Dreambox ist der Markenname, der Enigma2 überhaupt erst hervorgebracht hat, und bringt bis heute eigene Formfaktor- und Ausstattungsentscheidungen mit. Zum FBC-Tunerkonzept der 900/920-UHD-Reihe siehe die eigene Seite FBC-Mehrfachtuner.

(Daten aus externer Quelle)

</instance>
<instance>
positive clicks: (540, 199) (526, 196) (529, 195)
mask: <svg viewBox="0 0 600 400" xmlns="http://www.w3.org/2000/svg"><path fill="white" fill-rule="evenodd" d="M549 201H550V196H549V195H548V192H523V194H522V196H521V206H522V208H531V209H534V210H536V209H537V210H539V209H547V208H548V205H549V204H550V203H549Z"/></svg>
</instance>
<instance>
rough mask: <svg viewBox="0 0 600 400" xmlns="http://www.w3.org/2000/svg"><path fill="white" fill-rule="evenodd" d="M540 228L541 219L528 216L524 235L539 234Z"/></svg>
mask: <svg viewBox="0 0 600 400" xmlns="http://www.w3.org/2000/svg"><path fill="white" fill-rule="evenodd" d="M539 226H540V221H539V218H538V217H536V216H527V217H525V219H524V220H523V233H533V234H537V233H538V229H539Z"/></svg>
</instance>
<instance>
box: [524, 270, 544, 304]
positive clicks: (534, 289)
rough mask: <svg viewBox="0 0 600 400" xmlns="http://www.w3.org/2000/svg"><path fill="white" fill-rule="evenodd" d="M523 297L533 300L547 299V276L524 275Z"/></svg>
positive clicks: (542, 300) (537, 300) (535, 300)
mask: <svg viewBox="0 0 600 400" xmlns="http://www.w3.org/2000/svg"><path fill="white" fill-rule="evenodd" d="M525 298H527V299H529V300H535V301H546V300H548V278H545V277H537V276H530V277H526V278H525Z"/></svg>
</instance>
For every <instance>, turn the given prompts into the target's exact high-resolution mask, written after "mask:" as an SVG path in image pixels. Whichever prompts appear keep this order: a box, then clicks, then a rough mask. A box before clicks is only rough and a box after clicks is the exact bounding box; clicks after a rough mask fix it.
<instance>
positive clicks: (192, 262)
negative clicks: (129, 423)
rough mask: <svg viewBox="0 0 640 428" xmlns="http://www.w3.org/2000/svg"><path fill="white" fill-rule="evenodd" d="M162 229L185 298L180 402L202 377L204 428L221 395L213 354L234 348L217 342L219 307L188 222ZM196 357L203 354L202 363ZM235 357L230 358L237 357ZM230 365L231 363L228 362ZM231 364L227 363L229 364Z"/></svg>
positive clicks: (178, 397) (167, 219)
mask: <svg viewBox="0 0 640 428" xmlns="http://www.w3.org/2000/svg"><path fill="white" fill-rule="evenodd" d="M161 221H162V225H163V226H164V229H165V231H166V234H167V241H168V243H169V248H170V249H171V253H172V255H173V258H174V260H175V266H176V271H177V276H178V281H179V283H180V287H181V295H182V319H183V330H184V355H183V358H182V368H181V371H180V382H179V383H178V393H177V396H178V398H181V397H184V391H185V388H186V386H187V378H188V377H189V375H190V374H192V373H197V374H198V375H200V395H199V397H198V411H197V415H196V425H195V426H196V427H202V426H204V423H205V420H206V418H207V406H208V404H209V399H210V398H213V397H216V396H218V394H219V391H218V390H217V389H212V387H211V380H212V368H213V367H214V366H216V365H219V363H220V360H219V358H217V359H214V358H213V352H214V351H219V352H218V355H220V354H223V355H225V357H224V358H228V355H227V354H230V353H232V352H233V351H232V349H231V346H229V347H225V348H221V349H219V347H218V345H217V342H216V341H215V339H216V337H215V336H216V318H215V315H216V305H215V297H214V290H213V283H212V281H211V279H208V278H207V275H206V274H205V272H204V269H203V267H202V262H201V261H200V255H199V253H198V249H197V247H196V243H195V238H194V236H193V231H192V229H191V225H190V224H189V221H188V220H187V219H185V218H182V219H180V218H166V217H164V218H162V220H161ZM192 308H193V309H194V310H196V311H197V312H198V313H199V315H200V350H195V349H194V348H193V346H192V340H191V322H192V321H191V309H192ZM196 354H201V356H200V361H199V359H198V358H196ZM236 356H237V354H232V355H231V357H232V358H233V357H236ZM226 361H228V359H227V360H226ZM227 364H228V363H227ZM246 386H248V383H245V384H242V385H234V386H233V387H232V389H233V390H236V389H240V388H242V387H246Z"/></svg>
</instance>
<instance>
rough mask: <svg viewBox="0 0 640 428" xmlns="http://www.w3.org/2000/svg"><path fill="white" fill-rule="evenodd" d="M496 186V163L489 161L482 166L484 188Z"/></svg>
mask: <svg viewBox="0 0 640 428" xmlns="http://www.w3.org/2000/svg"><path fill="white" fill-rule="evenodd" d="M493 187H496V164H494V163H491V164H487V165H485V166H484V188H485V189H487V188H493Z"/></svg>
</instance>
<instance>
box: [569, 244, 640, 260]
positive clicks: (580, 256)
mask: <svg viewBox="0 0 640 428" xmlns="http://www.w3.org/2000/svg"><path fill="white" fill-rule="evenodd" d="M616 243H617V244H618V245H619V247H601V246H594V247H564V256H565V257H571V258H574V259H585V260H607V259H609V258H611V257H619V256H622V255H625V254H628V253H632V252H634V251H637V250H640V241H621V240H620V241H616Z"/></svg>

Einstiegsklasse-Boxen ohne UHD-Unterstützung. Bemerkenswert v. a. im Nachhinein: Das originale OpenDreambox-2.2-Werksimage hatte Timeshift/PVR-Funktionalität zunächst deaktiviert – ein früher Beleg dafür, wie stark sich Funktionsumfang zwischen Werksfirmware und Community-Images (OpenATV etc.) unterscheiden kann.
Erste UHD-fähige Dreambox der Reihe, Grundlage für die spätere 920-UHD-Variante und Basis für die FBC-Tunerkarten (siehe FBC-Mehrfachtuner).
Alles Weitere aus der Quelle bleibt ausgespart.